Repurposing LNG terminals for Hydrogen Ammonia: Feasibility and Cost Saving
Repurposing LNG terminals for Hydrogen Ammonia: Feasibility and Cost SavingRepurposing LNG terminals for Hydrogen Ammonia: Feasibility and Cost Saving
Repurposing LNG terminals for Hydrogen Ammonia: Feasibility and Cost Saving
 
ICT role in 21st century education and its challenges
ICT role in 21st century education and its challengesICT role in 21st century education and its challenges
ICT role in 21st century education and its challenges
 
+971581248768>> SAFE AND ORIGINAL ABORTION PILLS FOR SALE IN DUBAI AND ABUDHA...
+971581248768>> SAFE AND ORIGINAL ABORTION PILLS FOR SALE IN DUBAI AND ABUDHA...+971581248768>> SAFE AND ORIGINAL ABORTION PILLS FOR SALE IN DUBAI AND ABUDHA...
+971581248768>> SAFE AND ORIGINAL ABORTION PILLS FOR SALE IN DUBAI AND ABUDHA...
 
A Beginners Guide to Building a RAG App Using Open Source Milvus
A Beginners Guide to Building a RAG App Using Open Source MilvusA Beginners Guide to Building a RAG App Using Open Source Milvus
A Beginners Guide to Building a RAG App Using Open Source Milvus
 
TrustArc Webinar - Unlock the Power of AI-Driven Data Discovery
TrustArc Webinar - Unlock the Power of AI-Driven Data DiscoveryTrustArc Webinar - Unlock the Power of AI-Driven Data Discovery
TrustArc Webinar - Unlock the Power of AI-Driven Data Discovery
 
Apidays New York 2024 - The Good, the Bad and the Governed by David O'Neill, ...
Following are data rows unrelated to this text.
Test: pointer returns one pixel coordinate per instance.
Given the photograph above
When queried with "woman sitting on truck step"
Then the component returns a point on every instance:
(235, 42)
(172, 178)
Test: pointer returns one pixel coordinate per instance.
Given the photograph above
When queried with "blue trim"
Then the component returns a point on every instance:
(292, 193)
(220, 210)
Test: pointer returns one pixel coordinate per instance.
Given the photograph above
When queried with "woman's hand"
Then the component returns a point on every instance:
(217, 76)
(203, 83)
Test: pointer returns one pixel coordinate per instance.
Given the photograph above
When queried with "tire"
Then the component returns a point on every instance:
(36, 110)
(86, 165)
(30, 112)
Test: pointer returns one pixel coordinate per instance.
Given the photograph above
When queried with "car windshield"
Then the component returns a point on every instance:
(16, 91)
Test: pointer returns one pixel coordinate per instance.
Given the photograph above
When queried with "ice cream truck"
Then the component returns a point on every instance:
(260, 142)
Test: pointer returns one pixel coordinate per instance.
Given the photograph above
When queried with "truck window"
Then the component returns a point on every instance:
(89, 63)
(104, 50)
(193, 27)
Apidays New York 2024 - The Good, the Bad and the Governed by David O'Neill, ...Apidays New York 2024 - The Good, the Bad and the Governed by David O'Neill, ...
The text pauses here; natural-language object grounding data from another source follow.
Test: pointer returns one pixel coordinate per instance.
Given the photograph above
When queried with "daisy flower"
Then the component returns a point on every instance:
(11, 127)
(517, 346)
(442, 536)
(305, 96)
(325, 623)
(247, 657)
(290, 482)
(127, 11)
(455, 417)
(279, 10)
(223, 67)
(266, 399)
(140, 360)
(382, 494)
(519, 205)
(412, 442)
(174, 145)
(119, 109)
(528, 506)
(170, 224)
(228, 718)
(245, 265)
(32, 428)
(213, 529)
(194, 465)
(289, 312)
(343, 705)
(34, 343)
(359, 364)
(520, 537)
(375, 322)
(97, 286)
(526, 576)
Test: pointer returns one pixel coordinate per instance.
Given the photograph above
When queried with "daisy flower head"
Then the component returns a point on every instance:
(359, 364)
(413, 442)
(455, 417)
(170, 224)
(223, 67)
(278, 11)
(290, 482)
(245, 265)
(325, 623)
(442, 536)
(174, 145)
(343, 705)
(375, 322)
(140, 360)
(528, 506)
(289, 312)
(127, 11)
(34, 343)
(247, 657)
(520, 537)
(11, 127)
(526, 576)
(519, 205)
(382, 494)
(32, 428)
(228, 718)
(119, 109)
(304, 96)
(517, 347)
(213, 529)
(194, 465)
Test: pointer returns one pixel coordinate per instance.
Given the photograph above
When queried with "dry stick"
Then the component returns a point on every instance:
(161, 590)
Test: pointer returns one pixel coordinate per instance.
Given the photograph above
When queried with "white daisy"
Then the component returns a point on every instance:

Apidays New York 2024 - The Good, the Bad and the Governed by David O'Neill, ...
 
TrustArc Webinar - Stay Ahead of US State Data Privacy Law Developments
TrustArc Webinar - Stay Ahead of US State Data Privacy Law DevelopmentsTrustArc Webinar - Stay Ahead of US State Data Privacy Law Developments
TrustArc Webinar - Stay Ahead of US State Data Privacy Law Developments
 
Apidays Singapore 2024 - Modernizing Securities Finance by Madhu Subbu
Apidays Singapore 2024 - Modernizing Securities Finance by Madhu SubbuApidays Singapore 2024 - Modernizing Securities Finance by Madhu Subbu
Apidays Singapore 2024 - Modernizing Securities Finance by Madhu Subbu
 

Lasi datawrangling

Editor's Notes

  1. I am not a journalist, but it seems to me that a large part of your work, and indeed a large part of the work of a scientist or an analyst, is in asking the right questions of a source, and knowing how to frame those questions.The data journalist knows how to ask questions of data.
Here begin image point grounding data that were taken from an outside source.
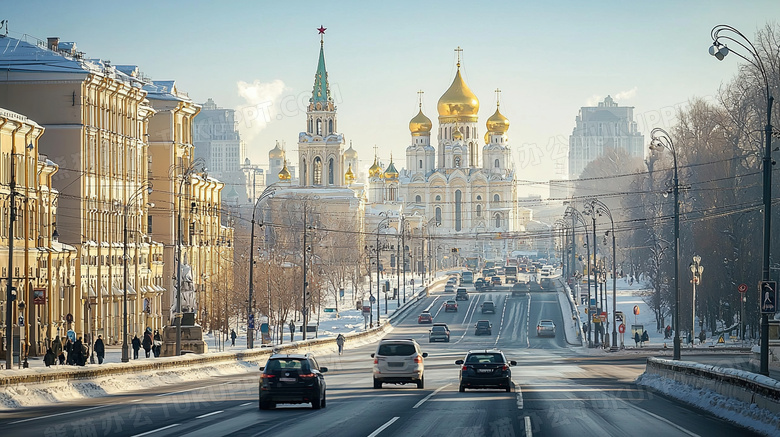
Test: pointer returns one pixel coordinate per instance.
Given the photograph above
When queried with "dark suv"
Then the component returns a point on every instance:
(292, 379)
(485, 368)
  2. Also – high incidence of crime around police stations (no location, so police station used as default location); Russell Square as a murder hotspot.
  3. Another nice example of this, and one used by many advocates of data visualisation, is the famous example of Anscombe’s quartet, for sets of two dimensional data with some interesting properties.
  4. For example, many of the “classic” summary statistics for the corresponding columns in these data sets are to all intents and purposes the same.
  5. But when we look at the datasets as a set of scatterplots, we see how the data tells very different stories.
  6. People learn the skills they need, as they need them.